Alors que l’Autriche démobilise, Don Juan, revenu de la guerre le cœur abîmé se décide à n’aimer qu’une seule femme, celle qu’il croit pouvoir trouver en train de l’attendre, alors que celle-ci est morte de chagrin deux ans plus tôt. Égaré et en quête de rédemption, Don Juan est convaincu d’avoir changé : « Cette chère guerre (…) avait fait de moi un homme meilleur », pense-t-il. Pourtant son errance à travers l’Allemagne va le conduire à recommencer à séduire sans jamais aimer, et la situation économique va le pousser à devenir marchand d’art. Sur une scène seulement occupée par une table et quelques chaises, le metteur en scène a misé sur une lecture au plus près du texte où les changements de costumes se font à vue, avec comme toile de fond un lourd rideau permettant d’incroyables jeux d’ombres et de pantomimes. Un rideau rouge au premier acte, doré au second, blanc pour finir. Ainsi, du sang lié au retour de la guerre laisse place la frivolité de la séduction et l’appât du gain signifiés par le rideau doré. Enfin, viendra le rideau blanc, celui de cette neige du tableau final recouvrant Don Juan, comme l’anéantissement de ses illusions, Don Juan que l’on ne croit plus lorsqu’il se dit innocent.
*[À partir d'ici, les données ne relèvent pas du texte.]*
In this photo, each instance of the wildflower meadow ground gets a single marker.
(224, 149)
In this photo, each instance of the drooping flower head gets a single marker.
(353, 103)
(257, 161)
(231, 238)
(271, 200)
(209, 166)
DonJuan03_©andre-muller-© André Muller

« Pourquoi seuls les hommes pourraient-ils être des Don Juan ? » ose se demander l’une des femmes séduite par cet homme qui se croit inoffensif alors même qu’il ne sème que le malheur. Dans sa quête de rédemption, Don Juan revenu de la guerre le cœur blessé va donc croiser beaucoup de femmes, de la bourgeoise à la putain, de la jeune fille à la veuve de guerre, ces femmes sont tour à tour hautement incarnées par deux actrices jouant avec précision et ne tombant jamais dans la caricature. Par leur nombre et leur volonté d’être cette femme idéale que Don Juan recherche, ces femmes renforcent la légende du séducteur toujours plus avide et cupide. Un séducteur qui lorsque dans son errance parvient enfin au village de sa fiancée, apprend par la grand-mère de la jeune femme qu’il cherche une morte, qu’il cherche la mort. La mise en scène de Guy Pierre Couleau rend admirablement cette quête impossible d’un Don Juan que la guerre n’a pas changé, ainsi que l’atmosphère de l’Allemagne des années 30, une Allemagne rongée par la crise et l’inflation. Que veut Don Juan ? Quoi que l’on fasse, Don Juan reste une énigme, il reste ce séducteur qui n’aimera jamais aucune femme et à qui aucune femme, pas même la femme des années 30 croyant en son émancipation, ne résiste. Toutes lui rappellent une femme et toutes aspirent à être cette femme, alors Don Juan obtient tout sans jamais rien offrir. C’est avec force et simplicité que la pièce est mise en scène, pour un résultat extrêmement poignant, rythmé par un tourbillon de corps où le peu d’artifices mis en œuvre est efficace, juste et très esthétique.
Ainsi, la guerre aura tout anéanti, même le plus grand séducteur de l’histoire victime de son effet, qui finira par avouer comme s’il s’adressait à sa fiancée « Je te chercherai toujours comme si tu étais vivante ». On ressort alors du théâtre avec cette idée incroyablement mise en scène et incarnée par les acteurs que même l’homme qui aime le moins peut être celui qui plus que tous, voudrait aimer.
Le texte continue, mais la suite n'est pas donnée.